Jezus mógł wyrazić głęboki smutek z powodu tego, że Jehowa musiał cofnąć swoją ochronę. Początkowo Jehowa nie przewidywał, że Jego Syn będzie cierpiał i umrze. Stało się to konieczne dopiero po buncie pierwszych ludzi. Jezus nie zrobił nic złego, ale musiał cierpieć i umrzeć, żeby w pełni dowieść swojej lojalności i dać odpowiedź na zarzuty Szatana. Miał też zapłacić okup i odzyskać to, co stracił Adam (Marka 8:31; 1 Piotra 2:21-24). Było to możliwe tylko pod warunkiem, że Jehowa po raz pierwszy chwilowo przestanie go chronić.

Być może Jezus chciał skłonić swoich naśladowców do zastanowienia się nad przyczyną, dla której Jehowa pozwolił mu umrzeć w ten sposób *. Jezus wiedział, że gdy umrze na palu męki jako przestępca, będzie to dla wielu „powodem do potknięcia” (1 Kor. 1:23). Ale wiedział też, że jeśli jego naśladowcy skupią się na prawdziwej przyczynie jego śmierci, będą widzieć w nim Wybawcę, a nie przestępcę (Gal. 3:13, 14).

Bez względu na powód, dla którego Jezus zacytował ten psalm, rozumiał on, że to, co przeżywa, jest zgodne z wolą Jehowy.
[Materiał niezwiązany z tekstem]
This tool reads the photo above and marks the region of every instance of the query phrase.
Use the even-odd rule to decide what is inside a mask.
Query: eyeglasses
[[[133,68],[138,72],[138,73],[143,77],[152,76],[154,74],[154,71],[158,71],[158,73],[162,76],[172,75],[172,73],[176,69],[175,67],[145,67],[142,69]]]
Krótko po wypowiedzeniu tych słów stwierdził: „Dokonało się!” (Jana 19:30; Łuk. 22:37). To, że Jehowa na chwilę przestał go chronić, pozwoliło mu w pełni wywiązać się z zadania, z którym został posłany na ziemię. W ten sposób ‛spełniło się wszystko, co o nim napisano w Prawie Mojżeszowym, w pismach proroków i w Psalmach’ (Łuk. 24:44).

^ ak. 2 Zobacz też akapity 9 i 10 w artykule „Czego się uczymy z ostatnich słów Jezusa”, zamieszczonym w tym numerze.

^ ak. 4 W trakcie swojej służby Jezus czasami mówił coś, co niekoniecznie odzwierciedlało jego własne zdanie. Robił to, żeby pobudzić uczniów do myślenia (Marka 7:24-27; Jana 6:1-5; zobacz Strażnicę z 15 października 2010 roku, strony 4 i 5).